By George Mangula

The Government of Uganda recently announced its plan to rationalise agencies, commissions and authorities, causing a wide-spread debate on the implications of the changes on the affected institutions, employment opportunities and service delivery.

Now local insurance players under the umbrella of Uganda Insurers’ Association (UIA) have come up to, urge government to leave out their regulator-the Insurance Authority of Uganda (IRA), which they say has helped so much as mandated, to streamline the operations in the industry, leading to a considerable growth.

“One of the key reasons being fronted for the proposed reforms is that the many agencies have exerted a lot of pressure on the government budget. This does not apply to IRA which delivers its mandate through an established strategic partnership with the private sector and in fact is 100 per cent funded by the industry players through annual contribution(s), says UIA’s Vice Chairman David Kuria.

“…UIA unanimously recognises and indeed supports government’s efforts to streamline institutions and agencies to enhance operational efficiency; we do however note that whereas the intention is noble, it will also undo all the progress made to ensure the systematic growth of the insurance industry,” other association’s leaders state.

Insurance supervision is governed on the basis of the Insurance Core Principles (ICPs) and ICP 2 particularly provides for the independence of a supervisor (IRA) to be operationally independent, accountable and transparent. It is in recognition of this and other global practices that even the current Insurance Act 2017 was amended, they say.

In a statement they say that compliance with the international best practices of regulation has made investment in insurance in Uganda very attractive even to very large international insurance groups and the proposed reform may be impact on our global competitiveness and subsequently on our Shareholders’ appetite in the local insurance industry.

“Fortunately for Uganda, the government of Uganda was well ahead of Insurance Act 2017 and made the provision for the establishment of the Insurance Regulatory of Uganda as early as 1996 to specifically nurture the growth of this industry,” adds UIA Chairman Allan Mafabi.
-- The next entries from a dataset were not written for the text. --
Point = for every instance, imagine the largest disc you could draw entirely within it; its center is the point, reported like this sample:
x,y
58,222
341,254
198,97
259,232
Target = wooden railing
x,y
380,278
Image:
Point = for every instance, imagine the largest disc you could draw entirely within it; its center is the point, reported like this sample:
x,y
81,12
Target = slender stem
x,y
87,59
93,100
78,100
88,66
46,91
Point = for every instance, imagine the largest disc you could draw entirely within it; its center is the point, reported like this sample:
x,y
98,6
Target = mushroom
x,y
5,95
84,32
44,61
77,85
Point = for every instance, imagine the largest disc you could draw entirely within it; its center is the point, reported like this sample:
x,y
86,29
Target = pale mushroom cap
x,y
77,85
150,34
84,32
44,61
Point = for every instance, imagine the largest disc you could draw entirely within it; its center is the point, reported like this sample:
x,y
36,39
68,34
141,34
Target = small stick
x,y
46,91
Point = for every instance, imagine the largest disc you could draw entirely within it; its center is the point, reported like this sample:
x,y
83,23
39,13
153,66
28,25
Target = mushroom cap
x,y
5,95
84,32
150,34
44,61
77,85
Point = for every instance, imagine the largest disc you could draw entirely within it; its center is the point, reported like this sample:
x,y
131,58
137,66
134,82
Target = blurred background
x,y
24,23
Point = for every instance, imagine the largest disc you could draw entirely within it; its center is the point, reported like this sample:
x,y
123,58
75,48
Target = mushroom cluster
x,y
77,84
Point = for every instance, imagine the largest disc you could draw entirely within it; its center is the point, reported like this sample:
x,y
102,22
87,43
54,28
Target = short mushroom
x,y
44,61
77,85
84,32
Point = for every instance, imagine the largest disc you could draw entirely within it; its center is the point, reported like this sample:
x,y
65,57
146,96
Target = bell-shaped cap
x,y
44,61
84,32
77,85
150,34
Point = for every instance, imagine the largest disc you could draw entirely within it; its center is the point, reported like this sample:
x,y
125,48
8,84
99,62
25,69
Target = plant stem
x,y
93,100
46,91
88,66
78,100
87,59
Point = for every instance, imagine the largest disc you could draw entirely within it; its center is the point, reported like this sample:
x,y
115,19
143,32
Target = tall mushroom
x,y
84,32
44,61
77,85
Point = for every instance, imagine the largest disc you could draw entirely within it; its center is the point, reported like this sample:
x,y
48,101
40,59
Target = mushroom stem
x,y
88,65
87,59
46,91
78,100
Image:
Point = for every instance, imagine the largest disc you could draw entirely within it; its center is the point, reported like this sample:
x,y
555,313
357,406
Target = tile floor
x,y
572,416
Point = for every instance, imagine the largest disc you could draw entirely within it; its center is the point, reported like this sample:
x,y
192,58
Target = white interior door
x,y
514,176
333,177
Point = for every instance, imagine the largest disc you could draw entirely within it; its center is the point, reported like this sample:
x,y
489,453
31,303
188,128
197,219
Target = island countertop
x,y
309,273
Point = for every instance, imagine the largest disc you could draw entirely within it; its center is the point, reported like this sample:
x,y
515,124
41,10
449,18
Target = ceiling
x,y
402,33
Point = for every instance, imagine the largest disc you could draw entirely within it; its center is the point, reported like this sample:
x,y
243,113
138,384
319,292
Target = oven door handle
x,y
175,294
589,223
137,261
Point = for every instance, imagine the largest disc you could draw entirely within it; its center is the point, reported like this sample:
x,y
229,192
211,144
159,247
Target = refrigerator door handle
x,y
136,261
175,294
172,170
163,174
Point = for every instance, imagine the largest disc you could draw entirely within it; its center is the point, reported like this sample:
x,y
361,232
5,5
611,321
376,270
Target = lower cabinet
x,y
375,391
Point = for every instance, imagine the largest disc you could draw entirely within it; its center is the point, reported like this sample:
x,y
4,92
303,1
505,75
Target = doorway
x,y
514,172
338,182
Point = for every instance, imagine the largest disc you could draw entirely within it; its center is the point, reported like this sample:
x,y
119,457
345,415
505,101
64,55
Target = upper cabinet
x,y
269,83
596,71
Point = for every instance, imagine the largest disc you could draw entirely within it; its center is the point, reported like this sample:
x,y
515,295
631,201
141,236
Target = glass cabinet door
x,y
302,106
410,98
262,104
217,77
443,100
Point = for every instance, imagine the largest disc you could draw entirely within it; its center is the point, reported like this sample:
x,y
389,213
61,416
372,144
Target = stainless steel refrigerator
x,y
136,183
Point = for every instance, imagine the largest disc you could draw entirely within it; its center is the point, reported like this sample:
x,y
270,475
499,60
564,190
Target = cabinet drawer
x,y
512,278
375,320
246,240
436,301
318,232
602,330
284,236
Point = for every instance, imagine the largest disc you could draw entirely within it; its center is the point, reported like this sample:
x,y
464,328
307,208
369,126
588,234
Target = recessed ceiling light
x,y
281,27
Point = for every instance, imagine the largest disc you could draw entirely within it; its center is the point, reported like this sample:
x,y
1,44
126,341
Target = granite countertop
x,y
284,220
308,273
He says that as a result of that move, as well as the different initiatives taken on by the industry, the total premium written has increased to Shs728 billion in 2017 from Shs296 billion in 2011, signifying a 13 digit growth.

The independence of this Authority has allowed for a mode of supervision that has fewer ambiguities, less bureaucracies and is very supportive to the private sector business. Moving the industry to a Regulator whose key mandate does not explicitly relate to insurance even if that Regulator is the Bank of Uganda- whose key mandate is monetary policy- will stagnate if not retard our progress.”

Today, the IRA oversees the supervision of 29 Insurance Companies, 37 Brokers, 14 Bancassurance Agents, 28 Loss Assessors/Adjustors, five Health Membership Organisations, 1893 Agents and the National Reinsurance Company.

“Uganda presents an over 95 per cent market growth opportunity for insurance penetration and it is our expectation that as we implement different initiatives in partnership with our members, the different players and stakeholders, we should see penetration rise to 3 per cent by 2025. It is imperative that we do this in an environment that is sound and secure as has been ably demonstrated by the IRA,” says Paul Kavuma, UIA ‘s Chief Executive Officer.